Paper introduction :Negative-Aware Attention Framework for Image-Text Matching ( Image text matching based on negative perceived attention ,CVPR2022)
Code home page :https://github.com/CrossmodalGroup/NAAF
The main advantage :
1) Without adding any additional learning parameters , At base baseline SCAN Significant performance improvement on , achieve SOTA;
2) The model design is simple and effective , It only needs SCAN The text of - Images (Text-to-Image) One way calculation , It can greatly reduce the retrieval time of attention-based matching methods .
3) Explicit cross modal semantic alignment correlation and non correlation learning . Combine the optimal correlation to distinguish learning , Construct a joint optimization framework .
One 、 Preface
Image text matching task definition : Also known as Cross modal image text retrieval , That is, through a modal instance , Retrieve semantically relevant instances in another mode . for example , Given an image , Query the text corresponding to its semantics , vice versa . To be specific , For any input text - The image is right (Image-Text Pair), The purpose of image text matching is to measure the semantic similarity between image and text .
chart 1 Input and output of graphic matching
Core challenges : Image text cross modal semantic association is dedicated to Bridge the semantic gap between visual modality and language modality , The aim is to achieve heterogeneous modes ( Image composed of low-level pixels and text represented by high-level semantic vectors ) Accurate semantic alignment between , That is, mining and building images and texts Cross modal semantic consistency correlates correspondence .
Analysis of current situation : The existing image text image text matching work can be roughly divided into two categories :1) Global Association : Take the whole text and image as objects to learn semantic association ;2) Local correlation : Take fine-grained image salient areas and text words as objects to learn semantic association . The early work belongs to global correlation , That is, the whole image and text are mapped to a potential common subspace through the corresponding deep learning network , In this space, the similarity of cross modal semantic association between image and text can be directly measured , And the similarity of the semantic matching pairs is greater than that of the other mismatched pairs . However , This global association paradigm ignores the local salient information of the image and the fine-grained interaction of local important words in the text , It hinders the further improvement of the accuracy of image text semantic association . therefore , Local association based on fine-grained image regions and text words has been widely concerned and developed , And quickly occupy the dominant advantage . For the existing image text cross modal semantic association paradigm , The core idea is to mine the alignment relationship between all image segments and text segments .

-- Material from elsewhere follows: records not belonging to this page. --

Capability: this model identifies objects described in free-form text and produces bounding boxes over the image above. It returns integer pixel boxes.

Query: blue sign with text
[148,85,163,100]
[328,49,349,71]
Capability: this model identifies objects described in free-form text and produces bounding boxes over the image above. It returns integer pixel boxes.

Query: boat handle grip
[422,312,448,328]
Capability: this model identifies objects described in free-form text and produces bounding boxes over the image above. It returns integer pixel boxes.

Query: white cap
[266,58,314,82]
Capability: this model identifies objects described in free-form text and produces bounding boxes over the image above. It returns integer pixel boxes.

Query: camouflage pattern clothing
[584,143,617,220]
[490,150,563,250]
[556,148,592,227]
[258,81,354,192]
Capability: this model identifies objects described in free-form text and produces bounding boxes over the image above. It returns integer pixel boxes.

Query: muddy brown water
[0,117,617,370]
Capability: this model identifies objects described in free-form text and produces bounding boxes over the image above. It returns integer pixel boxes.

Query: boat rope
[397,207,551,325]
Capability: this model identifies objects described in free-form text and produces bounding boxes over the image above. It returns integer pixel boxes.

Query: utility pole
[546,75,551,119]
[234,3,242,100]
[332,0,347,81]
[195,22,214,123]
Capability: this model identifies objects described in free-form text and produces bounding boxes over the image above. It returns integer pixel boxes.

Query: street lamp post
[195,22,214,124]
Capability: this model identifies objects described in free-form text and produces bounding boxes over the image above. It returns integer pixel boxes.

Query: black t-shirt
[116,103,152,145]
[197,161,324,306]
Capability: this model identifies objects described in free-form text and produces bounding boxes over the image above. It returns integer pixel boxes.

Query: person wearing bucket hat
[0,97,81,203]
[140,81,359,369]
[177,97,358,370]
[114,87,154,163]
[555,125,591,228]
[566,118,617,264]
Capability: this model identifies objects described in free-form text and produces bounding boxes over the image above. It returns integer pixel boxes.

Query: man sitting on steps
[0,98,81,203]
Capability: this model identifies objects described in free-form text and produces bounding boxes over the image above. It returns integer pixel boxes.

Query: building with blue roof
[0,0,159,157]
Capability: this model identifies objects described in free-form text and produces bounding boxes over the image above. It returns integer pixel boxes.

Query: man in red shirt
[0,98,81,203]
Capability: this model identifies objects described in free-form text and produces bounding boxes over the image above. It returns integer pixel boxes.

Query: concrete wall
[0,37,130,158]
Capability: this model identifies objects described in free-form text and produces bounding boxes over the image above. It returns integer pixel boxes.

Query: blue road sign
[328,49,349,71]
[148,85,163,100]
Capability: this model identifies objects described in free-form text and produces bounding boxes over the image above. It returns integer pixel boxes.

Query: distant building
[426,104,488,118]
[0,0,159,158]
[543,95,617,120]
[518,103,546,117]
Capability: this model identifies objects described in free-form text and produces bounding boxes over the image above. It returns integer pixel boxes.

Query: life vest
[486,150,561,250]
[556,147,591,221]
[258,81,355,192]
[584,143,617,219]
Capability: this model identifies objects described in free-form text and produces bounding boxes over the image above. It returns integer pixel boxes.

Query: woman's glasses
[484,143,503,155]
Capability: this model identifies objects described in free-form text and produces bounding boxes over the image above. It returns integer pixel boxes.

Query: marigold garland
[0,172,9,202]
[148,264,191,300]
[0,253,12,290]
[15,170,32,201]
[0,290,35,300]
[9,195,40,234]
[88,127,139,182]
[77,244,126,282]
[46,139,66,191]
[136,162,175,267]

chart 2 Development status of image text matching
Cross attention network SCAN Capture all potential local alignments through the mutual attention mechanism between regions and words , And inspired a series of work . Cross modal cross attention aims to mine the alignment relationship between all image regions and text words , Infer the overall relevance through local semantic alignment . To benefit from For fine-grained modal information interaction , The method based on cross attention achieves significant performance improvement , It has become the mainstream paradigm of cross modal semantic association of image and text .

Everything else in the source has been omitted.